Racial or ethnic group in Venezuela with African ancestry

Afro-Venezuelans (Afrovenezolanos), also known as Black Venezuelans (Venezolanos negros), are Venezuelans who have predominantly or total Sub-Saharan African ancestry. Afro-Venezuelans are mostly descendants of enslaved Africans brought to the Western Hemisphere during the Atlantic slave trade. This term also sometimes refers to the combining of African and other cultural elements found in Venezuelan society such as the arts, traditions, music, religion, race, and language. According to Harvard University, Venezuela has the largest Afro descendant population in Latin America after Brazil.

== History ==

=== Slave Trade ===
The first black Africans arrived on the Island of Cubagua around 1526–1527 to be used by Spaniards as slaves in pearl fishing. Slaves were later imported to the rest of Venezuelan territory for plantations and domestic service.
Between 1576 and 1810, about 100,000 African slaves were transported across the Atlantic to Venezuela via the transatlantic slave trade. These slaves belonged to various ethnicities from present-day Angola, Senegal, Gambia, Benin, Nigeria and the Congo, such as: Kalabari, Igbo, Yoruba, Kongo, Wolof, and more. Slaves were treated as units of commerce, referred to as pieza de india which refers to their physique and potential for travel. Throughout the sixteenth century, slaves were brought to toil in the gold mines in Coro and Buría (Yaracuy) and to Isla Margarita and Cumaná for fishing and pearl diving. Small-scale agricultural plantations were also initiated in Venezuela, especially among the regions surrounding Caracas. In the 18th century, immense shipments of slaves were transported to Barlovento to aid the burgeoning cacao industry, indigo plantations in the Venezuelan Llanos and the sugar plantations in Lara, Aragua and Zulia, around Lake Maracaibo. Afro-descendant people made up 61% of the population of Venezuela during the 1800s.

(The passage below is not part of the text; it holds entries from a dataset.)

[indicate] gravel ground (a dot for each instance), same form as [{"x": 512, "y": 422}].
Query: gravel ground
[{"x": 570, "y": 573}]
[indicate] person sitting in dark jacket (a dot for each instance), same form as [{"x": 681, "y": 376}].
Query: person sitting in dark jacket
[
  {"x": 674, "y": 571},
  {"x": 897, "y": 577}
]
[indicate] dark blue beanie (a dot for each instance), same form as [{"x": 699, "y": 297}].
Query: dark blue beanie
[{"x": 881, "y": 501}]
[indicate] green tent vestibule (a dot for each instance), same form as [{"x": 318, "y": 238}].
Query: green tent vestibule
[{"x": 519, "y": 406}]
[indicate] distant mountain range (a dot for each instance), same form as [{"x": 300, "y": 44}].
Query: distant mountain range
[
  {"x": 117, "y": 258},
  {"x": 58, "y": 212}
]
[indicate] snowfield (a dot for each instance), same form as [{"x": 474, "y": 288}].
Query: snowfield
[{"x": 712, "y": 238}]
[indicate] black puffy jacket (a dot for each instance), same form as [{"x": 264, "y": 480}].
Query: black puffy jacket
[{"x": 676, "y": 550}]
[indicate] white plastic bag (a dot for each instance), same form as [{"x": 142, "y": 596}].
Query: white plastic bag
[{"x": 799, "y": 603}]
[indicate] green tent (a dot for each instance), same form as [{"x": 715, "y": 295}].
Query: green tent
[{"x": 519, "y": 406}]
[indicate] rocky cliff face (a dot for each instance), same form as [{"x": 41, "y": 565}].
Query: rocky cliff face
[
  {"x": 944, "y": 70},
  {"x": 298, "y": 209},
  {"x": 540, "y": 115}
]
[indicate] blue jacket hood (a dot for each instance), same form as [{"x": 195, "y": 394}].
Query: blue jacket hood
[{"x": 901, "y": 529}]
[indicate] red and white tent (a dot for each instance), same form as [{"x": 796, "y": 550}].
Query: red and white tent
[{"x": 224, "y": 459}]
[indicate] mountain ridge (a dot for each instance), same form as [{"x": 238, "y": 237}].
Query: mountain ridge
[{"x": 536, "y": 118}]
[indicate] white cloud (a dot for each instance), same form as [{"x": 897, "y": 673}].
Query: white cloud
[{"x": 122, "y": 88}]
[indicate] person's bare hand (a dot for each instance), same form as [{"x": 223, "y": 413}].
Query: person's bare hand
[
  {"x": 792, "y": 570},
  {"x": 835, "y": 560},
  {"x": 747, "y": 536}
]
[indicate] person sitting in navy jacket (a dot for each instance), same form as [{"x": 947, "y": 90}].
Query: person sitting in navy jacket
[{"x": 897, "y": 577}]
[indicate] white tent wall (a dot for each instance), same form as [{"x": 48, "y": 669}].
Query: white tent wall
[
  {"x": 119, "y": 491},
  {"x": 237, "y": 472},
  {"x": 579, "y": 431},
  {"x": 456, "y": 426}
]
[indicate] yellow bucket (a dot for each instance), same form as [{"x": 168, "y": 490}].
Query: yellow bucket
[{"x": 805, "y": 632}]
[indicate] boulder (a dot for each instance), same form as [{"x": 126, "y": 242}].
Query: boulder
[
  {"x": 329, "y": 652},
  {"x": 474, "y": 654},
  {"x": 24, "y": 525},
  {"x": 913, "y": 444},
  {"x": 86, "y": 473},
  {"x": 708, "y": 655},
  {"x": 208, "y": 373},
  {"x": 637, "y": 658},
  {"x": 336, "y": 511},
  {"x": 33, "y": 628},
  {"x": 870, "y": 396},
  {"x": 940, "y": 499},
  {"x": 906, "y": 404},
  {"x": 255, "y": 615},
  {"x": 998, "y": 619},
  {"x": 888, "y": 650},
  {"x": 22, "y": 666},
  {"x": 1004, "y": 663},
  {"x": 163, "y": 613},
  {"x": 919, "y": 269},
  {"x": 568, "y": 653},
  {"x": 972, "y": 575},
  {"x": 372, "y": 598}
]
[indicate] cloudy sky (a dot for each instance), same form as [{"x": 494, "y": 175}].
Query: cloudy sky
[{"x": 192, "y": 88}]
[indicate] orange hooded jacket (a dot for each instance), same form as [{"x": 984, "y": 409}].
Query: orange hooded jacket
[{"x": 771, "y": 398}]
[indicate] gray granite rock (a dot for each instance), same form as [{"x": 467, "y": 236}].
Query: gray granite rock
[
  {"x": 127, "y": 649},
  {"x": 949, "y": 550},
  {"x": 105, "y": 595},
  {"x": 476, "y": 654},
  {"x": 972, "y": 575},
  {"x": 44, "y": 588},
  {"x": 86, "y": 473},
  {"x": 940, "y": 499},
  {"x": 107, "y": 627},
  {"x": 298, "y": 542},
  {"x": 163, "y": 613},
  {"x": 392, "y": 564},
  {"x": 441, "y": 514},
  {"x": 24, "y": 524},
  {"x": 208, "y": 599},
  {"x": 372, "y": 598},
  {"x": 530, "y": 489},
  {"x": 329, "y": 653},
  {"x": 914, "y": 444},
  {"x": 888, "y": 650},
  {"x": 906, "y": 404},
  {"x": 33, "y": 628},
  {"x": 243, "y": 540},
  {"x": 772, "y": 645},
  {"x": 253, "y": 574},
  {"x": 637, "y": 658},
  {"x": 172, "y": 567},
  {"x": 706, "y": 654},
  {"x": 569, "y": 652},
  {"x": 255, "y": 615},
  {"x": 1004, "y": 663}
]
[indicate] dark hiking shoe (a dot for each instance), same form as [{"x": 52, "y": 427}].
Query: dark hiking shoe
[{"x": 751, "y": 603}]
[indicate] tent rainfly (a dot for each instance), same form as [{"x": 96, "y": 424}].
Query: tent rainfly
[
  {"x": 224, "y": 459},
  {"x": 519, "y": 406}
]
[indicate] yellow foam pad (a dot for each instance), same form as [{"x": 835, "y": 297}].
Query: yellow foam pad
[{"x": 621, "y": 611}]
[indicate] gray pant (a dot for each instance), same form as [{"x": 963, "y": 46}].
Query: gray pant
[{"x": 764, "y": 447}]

==== Slave rebellions ====
The history of slave revolts in Venezuela, both in the form of runaway communities and mutiny, began quite early. The first documented insurrection was in Coro on 1532. However, the most momentous revolt of the time took place on the Buría mines on 1552. The rebellion was led by El Negro Miguel (also known as Rey Miguel), who founded a Maroons, cimarrón, or cumbe (escaped slave) settlement and had himself proclaimed king. He developed an army of 1,500 slaves, Blacks, Mulattos, Zambos and Indigenous peoples to attack colonial establishments.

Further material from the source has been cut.